1. Technical Field
The invention relates to a liquid crystal display device, and more particularly, to a backlight driving system for a liquid crystal display device.
2. Related Art
Generally, display devices are compact and lightweight. Although Cathode Ray Tubes (“CRT”) have been widely used for television monitors, a measuring system and an information terminal, they do not provide a compact and light display device due to their inherent size and weight. Accordingly, CRTs have been replaced by other display devices such as a liquid crystal display (“LCD”) device, a plasma display panel (“PDP”) and an electroluminescence display (“ELD”) device. Among those display devices, LCD devices use an electric field optical effect and can provide advantages such as low power consumption and a slim, lightweight structure. As a result, applications of LCD devices range from monitors for personal computers, including desktop and laptop computers, to large size display devices.
Some LCD devices control light transmittance from ambient light to display images. Others use an additional light source, such as a backlight unit, in an LCD panel. FIG. 1 illustrates a circuit diagram of a backlight driving system 1 for a LCD device. Referring to FIG. 1, a backlight is a lamp 10 that emits light to a liquid crystal display panel (not shown). The lamp 10 may be a cold cathode fluorescent lamp (CCFL). The backlight driving system includes a first inverter 11, a second inverter 12, a first transformer 13 and a second transformer 14. The first inverter 11 outputs a driving voltage to a first terminal 2 of the lamp 10 in accordance with a control signal of a timing controller 15. Likewise, a second inverter 12 outputs a driving voltage to a second terminal 4 of the lamp 10 in accordance with a control signal of the timing controller 15. Then, the first transformer 13 transforms an output voltage of the first inverter 11 and supplies a transformed output to the first terminal 2 of the lamp 10. In the same manner, the second transformer 14 transforms an output voltage of the second inverter 12 and supplies a transformed output to the second terminal 4 of the lamp 10. Each input coil 5, 5′ of the first and the second transformers 13 and 14 is connected to output terminals 6, 8, 6′, 8′ of the first and second inverters 11 and 12, respectively. Each output coil 7, 7′ of the first and the second transformers 13 and 14 are connected to the first terminal 2 and the second terminal 4 of the lamp 10.

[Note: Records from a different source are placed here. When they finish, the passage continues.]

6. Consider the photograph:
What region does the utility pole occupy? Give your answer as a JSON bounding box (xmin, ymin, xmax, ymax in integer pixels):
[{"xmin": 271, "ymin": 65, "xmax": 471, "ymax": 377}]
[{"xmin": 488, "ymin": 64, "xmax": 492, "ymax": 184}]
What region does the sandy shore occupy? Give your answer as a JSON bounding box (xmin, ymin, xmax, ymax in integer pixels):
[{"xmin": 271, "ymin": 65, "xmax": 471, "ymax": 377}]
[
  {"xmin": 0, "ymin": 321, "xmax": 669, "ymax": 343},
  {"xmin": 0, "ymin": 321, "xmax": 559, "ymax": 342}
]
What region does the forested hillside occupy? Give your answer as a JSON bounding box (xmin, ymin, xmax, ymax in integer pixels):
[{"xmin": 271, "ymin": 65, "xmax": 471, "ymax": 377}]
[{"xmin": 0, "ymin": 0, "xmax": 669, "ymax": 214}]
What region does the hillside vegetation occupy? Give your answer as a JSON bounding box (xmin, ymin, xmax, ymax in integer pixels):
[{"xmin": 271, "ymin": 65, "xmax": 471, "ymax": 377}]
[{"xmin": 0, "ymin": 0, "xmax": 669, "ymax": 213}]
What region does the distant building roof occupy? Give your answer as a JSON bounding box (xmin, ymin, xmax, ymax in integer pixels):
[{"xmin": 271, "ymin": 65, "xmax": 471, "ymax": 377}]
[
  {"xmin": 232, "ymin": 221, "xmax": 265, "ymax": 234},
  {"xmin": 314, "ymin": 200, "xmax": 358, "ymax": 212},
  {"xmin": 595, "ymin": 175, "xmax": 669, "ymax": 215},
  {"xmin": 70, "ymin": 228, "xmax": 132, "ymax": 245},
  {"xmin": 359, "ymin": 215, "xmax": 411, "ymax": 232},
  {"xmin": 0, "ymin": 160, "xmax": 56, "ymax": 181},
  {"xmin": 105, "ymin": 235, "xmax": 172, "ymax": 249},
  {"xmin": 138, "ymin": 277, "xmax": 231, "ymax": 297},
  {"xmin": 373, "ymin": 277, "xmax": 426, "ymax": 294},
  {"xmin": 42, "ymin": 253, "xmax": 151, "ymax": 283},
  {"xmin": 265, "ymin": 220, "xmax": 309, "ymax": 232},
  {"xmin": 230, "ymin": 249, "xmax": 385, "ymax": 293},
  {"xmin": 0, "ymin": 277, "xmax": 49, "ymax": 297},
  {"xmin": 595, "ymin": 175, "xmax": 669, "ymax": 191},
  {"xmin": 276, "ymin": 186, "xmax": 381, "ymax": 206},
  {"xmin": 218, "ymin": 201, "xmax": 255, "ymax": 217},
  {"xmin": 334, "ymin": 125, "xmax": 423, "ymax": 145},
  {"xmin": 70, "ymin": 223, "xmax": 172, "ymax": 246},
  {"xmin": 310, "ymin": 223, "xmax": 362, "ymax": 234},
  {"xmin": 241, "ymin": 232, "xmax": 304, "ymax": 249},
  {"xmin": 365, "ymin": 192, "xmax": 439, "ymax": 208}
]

The first inverter 11 includes a first transistor, a second transistor, a third transistor, and a fourth transistor M1, M2, M3, and M4. The third transistor M3 and the first transistor M1 are connected in series between a voltage terminal (VCC) and a ground terminal (GND). The fourth transistor M4 and the second transistor M2 are connected in series between the voltage terminal (VCC) and the ground terminal (GND). The first output terminal 6 is formed between the third transistor M3 and the first transistor M1, and the second output terminal 8 is formed between the fourth transistor M4 and the second transistor M2. Thus, the first and second output terminals 6, 8 are each connected to the input coil 5 of the first transformer 13.
The second inverter 12 has the same structure as the first inverter 11 as described above. Specifically, the first output terminal 6′ is formed between the third transistor M3 and the first transistor M1, and the second output terminal 8′ is formed between the fourth transistor M4 and the second transistor M2. Thus, the first and second output terminals 6′, 8′ are each connected to the input coil 5′ of the second transformer 14.
A dot (●) marked on the input coils 5, 5′ of the transformers 13, 14 indicates a starting point of the input coil 5, 5′. Volts Alternating Current (“VAC”) is a sine wave that is outputted from the first and the second transformers 13, 14. A VAC outputted from the second transformer 14 has an inverted phase from a VAC outputted from the first transformer 13.
The backlight driving system 1 described above has the following disadvantages. The system 1 requires the first inverter 11, the second inverter 12, the first transformer 13 and a second transformer 14 to supply a desired voltage to the first and the second terminals 2, 4 of the lamp 10. Accordingly, the system 1 is large in size and the power consumption increases. Also, fabrication cost substantially increases. In addition, due to a difference in impedance generated between each load of the first inverter 11⇄first transformer 13⇄lamp 10 and the second inverter 12⇄second transformer 14⇄lamp 10, non-uniform voltage may be transmitted to each end terminal 2, 4 of the lamp 10. This non-uniform voltage reduces product reliability.
Use of only one inverter and one transformer may not provide the desired uniformity or equally divide and output the voltage. This, a single inverter/transformer backlight driving system provides non-uniform and unequal voltages that may be transmitted to each end terminal of a lamp. This non-uniform and unequal voltage results in non-uniform brightness of the lamp.